ファシリテーショングラフィックは、京都府で「One day Caffe」という発達障害の居場所を運営している鈴木さよさんと奥野美里さんが担当してくださいました。
情報コーナー
今回も7月と同様に、当事者会の活動を知ってもらうための情報コーナーを設置しました。
ここでは、当事者会のチラシを配布したり、冊子を販売したりしました。
まとめ
今回のフォーラムには、大阪府、沖縄県、徳島県、神奈川県、静岡市、仙台市の6つの発達障害者支援センターから、計10名の担当者が参加しました。
九州から東北まで広範囲にわたる地域の実情を踏まえ、最後に各支援センターの担当者から講評をいただきました。
徳島県と仙台市の支援センターでは当事者会を開催しており、「非常に参考になった」との評価をいただきました。

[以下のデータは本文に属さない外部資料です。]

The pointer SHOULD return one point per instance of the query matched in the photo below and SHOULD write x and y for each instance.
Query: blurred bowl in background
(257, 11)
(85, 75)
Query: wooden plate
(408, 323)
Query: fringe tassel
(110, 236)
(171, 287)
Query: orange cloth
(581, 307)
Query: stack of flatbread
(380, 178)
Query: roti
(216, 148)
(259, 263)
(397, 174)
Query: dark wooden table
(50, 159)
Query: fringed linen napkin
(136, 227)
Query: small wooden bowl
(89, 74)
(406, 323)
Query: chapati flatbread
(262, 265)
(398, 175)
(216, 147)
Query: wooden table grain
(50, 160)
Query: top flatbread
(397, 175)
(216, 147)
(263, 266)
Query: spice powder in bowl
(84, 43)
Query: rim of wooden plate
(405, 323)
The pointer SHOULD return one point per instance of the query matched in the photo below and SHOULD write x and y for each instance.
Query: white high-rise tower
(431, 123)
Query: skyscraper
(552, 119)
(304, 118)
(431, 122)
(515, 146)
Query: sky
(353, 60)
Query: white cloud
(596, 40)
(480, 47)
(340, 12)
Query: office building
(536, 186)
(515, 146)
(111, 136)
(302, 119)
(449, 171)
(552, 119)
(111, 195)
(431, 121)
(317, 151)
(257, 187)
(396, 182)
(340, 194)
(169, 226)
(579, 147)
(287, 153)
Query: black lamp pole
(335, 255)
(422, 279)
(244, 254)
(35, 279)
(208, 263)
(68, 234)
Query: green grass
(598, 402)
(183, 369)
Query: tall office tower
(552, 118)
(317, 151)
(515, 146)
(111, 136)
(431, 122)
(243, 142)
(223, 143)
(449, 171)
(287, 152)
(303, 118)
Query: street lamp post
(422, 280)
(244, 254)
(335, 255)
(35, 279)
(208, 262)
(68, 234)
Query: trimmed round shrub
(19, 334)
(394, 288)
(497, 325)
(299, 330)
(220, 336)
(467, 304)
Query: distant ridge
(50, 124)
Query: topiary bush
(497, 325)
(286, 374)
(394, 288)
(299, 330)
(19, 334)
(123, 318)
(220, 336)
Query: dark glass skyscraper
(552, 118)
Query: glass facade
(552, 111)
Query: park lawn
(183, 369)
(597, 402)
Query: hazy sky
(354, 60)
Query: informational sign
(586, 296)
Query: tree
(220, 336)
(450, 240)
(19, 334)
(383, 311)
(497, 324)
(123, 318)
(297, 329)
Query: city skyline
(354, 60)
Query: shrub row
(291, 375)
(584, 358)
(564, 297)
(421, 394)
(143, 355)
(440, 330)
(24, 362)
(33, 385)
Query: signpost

沖縄県の支援センターからは、「親の会の当事者部会の他に、当事者のみの会が1つあり、センターと連携して活動を頑張っているので、今回のフォーラムの内容を共有して、より良い活動と支援につなげたい」と前向きな感想をいただきました。
神奈川県からは、「アスペース(神奈川県自閉症協会の当事者部会)があるが、親の会主体のため、活動が徐々に減少しており、継続が難しくなっている。今後は当事者主体の活動を考え直したい」との意見がありました。